Başta zaten Cahit ağabey olmak üzere bütün Moğollar grubu, yaptıkları müzikle, kültür ve felsefeleriyle çok saydığımız çok sevdiğimiz bir grup. 

Tabii ki, böyle babaların parçasına bir şeyler yazmak ve de çok iyi tınlatıp, tınlatmayı bırak farklı bir yere taşımak çok büyük bir sorumluluk. 

Ben bestecilik ve orkestra şefliği mezunuyum ve 30 yıldır piyasada rock klavyeciliği yapıyorum. Tamam tecrübe ve donanım var ama bu bambaşka bir şey. Çok çok özel bir şarkı… 

Çok özel bir şey yapmak gerektiği için tabii ki yavaş yavaş üzerine düşüne düşüne çalıştık. Hakikaten her dakikası her ölçüsü özel düşünüldü, sonucunda çok beğendiğim bir proje oldu, inşallah devamını hep birlikte getirmeye çalışacağız.


Çağatay Kadı: Şarkının her şeyini o kadar biliyorum ki… Yıllarca çaldık. "Ben olsam nasıl yapardım?" diye de çok düşündüğüm şarkılardandı.

Gormot'taki insanlar çok kıymetli müzisyenler. Sadece enstrüman çalan insanlar olarak değil, dünyaya bakış açılarıyla hayatta durdukları yerle de öyleler.

Dolayısıyla buradan kötü bir şey çıkacağını zaten düşünmüyordum.


- Klipten de biraz bahsedelim. Kimlerin emekleri var?

Aycan Yeter: Selvi Boylum Al Yazmalım klibinin nasıl olması gerektiğini, senaryosunu, fikrini eşim Hazal Arıcı hazırladı.

Gizem Topal arkadaşımız lirik bir koreografi sergiledi. Hazal'ın ekibi güzel bir iş başardı.

Cahit ağabeyin de başından sonuna kadar klipte olmasını çok istedik. O da kırmadı bizi. Tam da onun olması gerektiği yerde can alıcı noktada yerini aldı.


Serkan Fidan: Cahit ağabey şarkıyı dinlememişti. Gönderdim, "Gormot bu kişilerden oluşuyor, senin de klipte oynamanı istiyorlar" dedim.

Cahit ağabey geri aradı. "O kadar çok sevdiğim insan var ki grupta ne yapsalar gider oynardım ama o kadar güzel yapmışlar ki şarkıyı vallahi bayıldım" dedi. 


Cahit Berkay: İlk telefondan dinledim. Özel bir kulaklık olmadığı sürece telefondan duyduğuna net bir değerlendirme yapamazsın.

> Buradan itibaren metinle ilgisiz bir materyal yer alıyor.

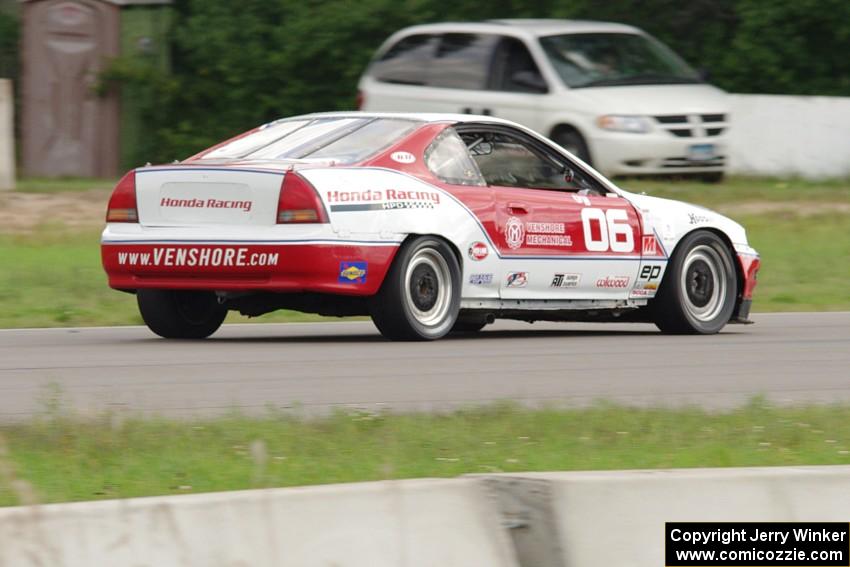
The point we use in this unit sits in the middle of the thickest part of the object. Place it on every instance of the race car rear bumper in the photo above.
(749, 264)
(337, 268)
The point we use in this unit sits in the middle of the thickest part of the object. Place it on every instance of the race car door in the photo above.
(558, 233)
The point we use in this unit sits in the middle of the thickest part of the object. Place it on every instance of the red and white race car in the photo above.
(428, 223)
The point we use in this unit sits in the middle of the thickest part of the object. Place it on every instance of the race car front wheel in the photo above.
(420, 297)
(178, 314)
(697, 294)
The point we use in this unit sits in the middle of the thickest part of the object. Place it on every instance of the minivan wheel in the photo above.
(180, 314)
(420, 296)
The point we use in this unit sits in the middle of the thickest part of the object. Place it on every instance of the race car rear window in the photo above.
(340, 139)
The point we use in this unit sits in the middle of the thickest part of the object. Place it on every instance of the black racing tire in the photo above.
(571, 140)
(420, 297)
(698, 292)
(180, 314)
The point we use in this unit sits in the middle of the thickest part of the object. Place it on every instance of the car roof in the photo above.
(523, 27)
(429, 117)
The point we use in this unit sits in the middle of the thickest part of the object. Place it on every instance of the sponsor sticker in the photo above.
(650, 246)
(168, 202)
(480, 279)
(642, 293)
(565, 280)
(514, 233)
(613, 282)
(403, 157)
(536, 233)
(379, 200)
(352, 272)
(478, 251)
(517, 279)
(697, 219)
(650, 273)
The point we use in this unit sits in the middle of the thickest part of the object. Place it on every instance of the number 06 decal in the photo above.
(612, 223)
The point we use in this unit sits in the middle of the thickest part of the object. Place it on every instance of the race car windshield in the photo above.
(342, 140)
(615, 59)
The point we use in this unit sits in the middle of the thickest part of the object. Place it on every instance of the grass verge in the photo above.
(57, 459)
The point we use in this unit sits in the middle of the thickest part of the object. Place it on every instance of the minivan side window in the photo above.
(514, 69)
(407, 61)
(462, 61)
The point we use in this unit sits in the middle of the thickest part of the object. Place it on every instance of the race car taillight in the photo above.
(299, 203)
(122, 204)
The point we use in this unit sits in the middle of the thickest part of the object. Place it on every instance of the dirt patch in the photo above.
(23, 213)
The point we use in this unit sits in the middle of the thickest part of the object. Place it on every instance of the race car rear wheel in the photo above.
(697, 294)
(420, 296)
(179, 314)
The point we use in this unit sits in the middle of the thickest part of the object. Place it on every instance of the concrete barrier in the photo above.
(7, 136)
(576, 519)
(617, 518)
(400, 523)
(790, 136)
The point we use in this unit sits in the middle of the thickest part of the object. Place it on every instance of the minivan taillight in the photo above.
(299, 203)
(122, 204)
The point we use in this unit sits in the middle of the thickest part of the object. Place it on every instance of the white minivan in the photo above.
(609, 93)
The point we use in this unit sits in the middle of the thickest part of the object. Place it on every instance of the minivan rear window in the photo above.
(451, 61)
(407, 61)
(462, 61)
(615, 59)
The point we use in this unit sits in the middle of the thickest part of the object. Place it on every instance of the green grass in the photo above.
(736, 190)
(53, 277)
(65, 459)
(63, 184)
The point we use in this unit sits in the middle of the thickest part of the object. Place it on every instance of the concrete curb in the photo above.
(408, 523)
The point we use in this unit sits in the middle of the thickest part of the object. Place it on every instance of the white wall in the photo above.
(790, 136)
(7, 139)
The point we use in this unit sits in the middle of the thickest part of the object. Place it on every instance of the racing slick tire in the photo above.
(420, 297)
(697, 295)
(179, 314)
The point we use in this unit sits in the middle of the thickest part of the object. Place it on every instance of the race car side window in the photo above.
(448, 159)
(510, 159)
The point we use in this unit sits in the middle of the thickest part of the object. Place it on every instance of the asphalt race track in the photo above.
(803, 357)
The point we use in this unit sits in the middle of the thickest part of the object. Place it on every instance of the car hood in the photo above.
(653, 100)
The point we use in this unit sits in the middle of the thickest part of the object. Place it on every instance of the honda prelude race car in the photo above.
(427, 223)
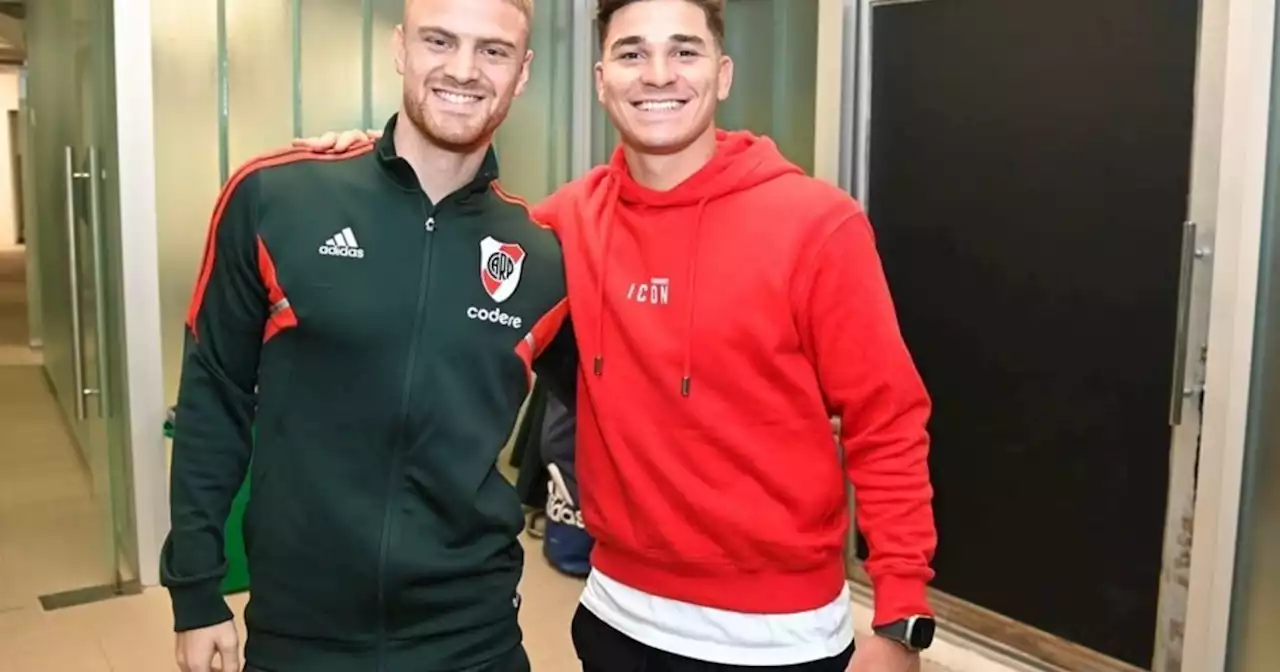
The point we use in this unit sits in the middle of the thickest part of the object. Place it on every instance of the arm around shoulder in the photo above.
(216, 405)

Ben ilgiyle dinledim. Sonra stüdyoda dinledim, muhteşem olmuş. Tüylerim diken diken oldu. 


- Peki biz bunu canlı dinleyebilecek miyiz?

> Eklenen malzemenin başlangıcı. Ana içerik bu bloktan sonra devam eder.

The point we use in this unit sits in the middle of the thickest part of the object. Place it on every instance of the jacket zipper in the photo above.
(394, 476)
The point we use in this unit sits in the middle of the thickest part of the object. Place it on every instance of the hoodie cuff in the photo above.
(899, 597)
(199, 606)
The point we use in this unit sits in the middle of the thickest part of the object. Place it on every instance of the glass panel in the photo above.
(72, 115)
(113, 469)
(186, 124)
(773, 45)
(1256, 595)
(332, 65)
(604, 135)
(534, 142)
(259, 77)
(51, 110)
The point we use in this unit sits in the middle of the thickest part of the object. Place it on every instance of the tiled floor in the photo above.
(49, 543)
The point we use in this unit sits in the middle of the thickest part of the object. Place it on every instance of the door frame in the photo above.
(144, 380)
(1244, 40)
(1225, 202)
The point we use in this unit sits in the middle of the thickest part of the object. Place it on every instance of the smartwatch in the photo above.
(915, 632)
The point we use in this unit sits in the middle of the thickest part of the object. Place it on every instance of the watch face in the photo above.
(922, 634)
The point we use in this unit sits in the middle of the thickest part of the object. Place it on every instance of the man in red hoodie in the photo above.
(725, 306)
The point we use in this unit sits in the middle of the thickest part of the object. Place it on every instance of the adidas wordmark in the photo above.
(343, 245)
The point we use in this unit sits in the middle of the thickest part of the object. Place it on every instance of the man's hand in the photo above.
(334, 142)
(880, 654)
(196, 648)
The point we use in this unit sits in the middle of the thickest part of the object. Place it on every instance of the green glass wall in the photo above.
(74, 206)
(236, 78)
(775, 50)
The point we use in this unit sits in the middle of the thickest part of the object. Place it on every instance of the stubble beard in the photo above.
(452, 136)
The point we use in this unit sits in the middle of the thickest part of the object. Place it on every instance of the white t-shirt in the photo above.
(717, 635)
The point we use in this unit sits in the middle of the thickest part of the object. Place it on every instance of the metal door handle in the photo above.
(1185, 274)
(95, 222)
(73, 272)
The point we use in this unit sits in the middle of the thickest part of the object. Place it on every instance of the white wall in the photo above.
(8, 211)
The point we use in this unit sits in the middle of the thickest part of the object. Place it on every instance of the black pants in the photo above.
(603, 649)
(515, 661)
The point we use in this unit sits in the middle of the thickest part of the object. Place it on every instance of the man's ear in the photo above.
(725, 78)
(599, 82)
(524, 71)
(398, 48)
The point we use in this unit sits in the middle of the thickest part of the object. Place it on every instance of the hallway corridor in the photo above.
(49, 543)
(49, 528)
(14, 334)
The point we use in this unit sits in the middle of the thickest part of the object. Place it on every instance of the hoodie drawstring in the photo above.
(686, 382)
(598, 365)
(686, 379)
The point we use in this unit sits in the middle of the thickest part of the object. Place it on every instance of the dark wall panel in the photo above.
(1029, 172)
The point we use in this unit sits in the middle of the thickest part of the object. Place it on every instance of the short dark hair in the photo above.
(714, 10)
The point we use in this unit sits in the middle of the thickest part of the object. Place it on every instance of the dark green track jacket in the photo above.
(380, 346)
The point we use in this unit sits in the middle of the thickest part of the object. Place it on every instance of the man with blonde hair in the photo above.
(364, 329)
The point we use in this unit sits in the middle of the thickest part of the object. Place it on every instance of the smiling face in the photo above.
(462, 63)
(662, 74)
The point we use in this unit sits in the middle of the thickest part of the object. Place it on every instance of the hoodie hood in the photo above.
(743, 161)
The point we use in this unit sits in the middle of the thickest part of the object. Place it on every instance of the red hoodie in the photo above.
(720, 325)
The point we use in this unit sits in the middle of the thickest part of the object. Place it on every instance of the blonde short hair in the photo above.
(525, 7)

Aycan Yeter: Yani umuyorum ki.. Cahit ağabey de bizi kırmaz eşlik ederse neden olmasın? O zaman işte muhteşem ötesi olur.

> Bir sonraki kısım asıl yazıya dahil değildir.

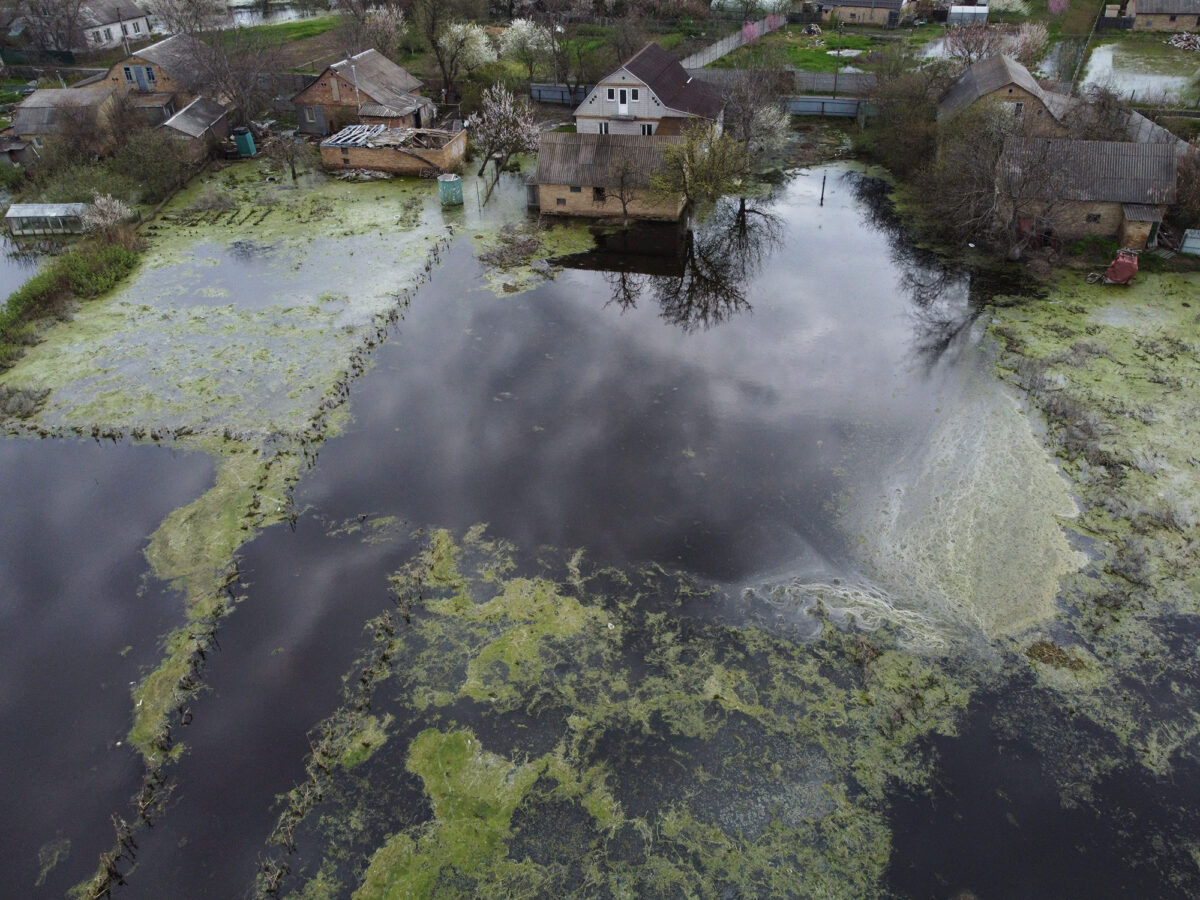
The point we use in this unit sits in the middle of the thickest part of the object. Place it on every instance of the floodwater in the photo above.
(791, 407)
(1143, 77)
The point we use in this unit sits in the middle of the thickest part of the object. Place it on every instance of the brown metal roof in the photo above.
(987, 76)
(378, 78)
(1168, 7)
(598, 160)
(670, 81)
(1102, 171)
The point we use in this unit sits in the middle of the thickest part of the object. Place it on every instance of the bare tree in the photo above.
(972, 43)
(54, 24)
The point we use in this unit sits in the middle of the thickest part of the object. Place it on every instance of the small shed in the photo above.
(46, 217)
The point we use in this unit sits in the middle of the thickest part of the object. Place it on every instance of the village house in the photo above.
(199, 126)
(173, 66)
(365, 89)
(865, 12)
(1002, 79)
(1164, 15)
(1108, 189)
(107, 23)
(51, 112)
(586, 174)
(651, 94)
(401, 151)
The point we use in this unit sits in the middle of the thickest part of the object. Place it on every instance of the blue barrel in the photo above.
(450, 187)
(244, 139)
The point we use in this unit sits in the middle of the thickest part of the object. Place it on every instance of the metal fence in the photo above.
(559, 94)
(749, 33)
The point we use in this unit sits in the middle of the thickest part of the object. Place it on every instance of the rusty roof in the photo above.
(598, 160)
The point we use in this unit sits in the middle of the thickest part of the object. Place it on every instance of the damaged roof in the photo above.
(599, 160)
(671, 83)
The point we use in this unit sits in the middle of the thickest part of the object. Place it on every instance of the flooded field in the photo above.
(694, 564)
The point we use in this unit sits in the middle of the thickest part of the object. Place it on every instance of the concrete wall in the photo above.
(385, 159)
(562, 201)
(1165, 23)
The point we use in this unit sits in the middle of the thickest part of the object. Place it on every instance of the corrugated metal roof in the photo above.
(670, 81)
(1140, 213)
(988, 76)
(196, 118)
(598, 160)
(48, 210)
(45, 112)
(1101, 171)
(1168, 7)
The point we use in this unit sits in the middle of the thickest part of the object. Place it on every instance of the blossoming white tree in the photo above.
(527, 42)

Şu anda albüm sürecine de odaklanmış durumdayız. Kayıtların planlamasını yapıyoruz. 2022 yaz sonu gibi çıkartmayı düşünüyoruz.

Bu süreç sonrasında da konserlerimiz olacaktır. Konserde de tabi bu şarkıyı çalacağız.


- Gormot'un sloganını da sorayım "iyiler daima kazanır" mı?

Cahit Berkay: "Daimanın" kapladığı zaman ne kadar bir zaman süresi? İyiler daima kazanır da kazandığını göremeyiz ondan korkuyorum.

Poyra Kılıç: Daima, yani kazanana kadar ki süreç…

Çağatay Kadı: Kazanır abi, kazanır… Cahit ağabeye de katılıyorum ama, göremeyebiliriz de tabi.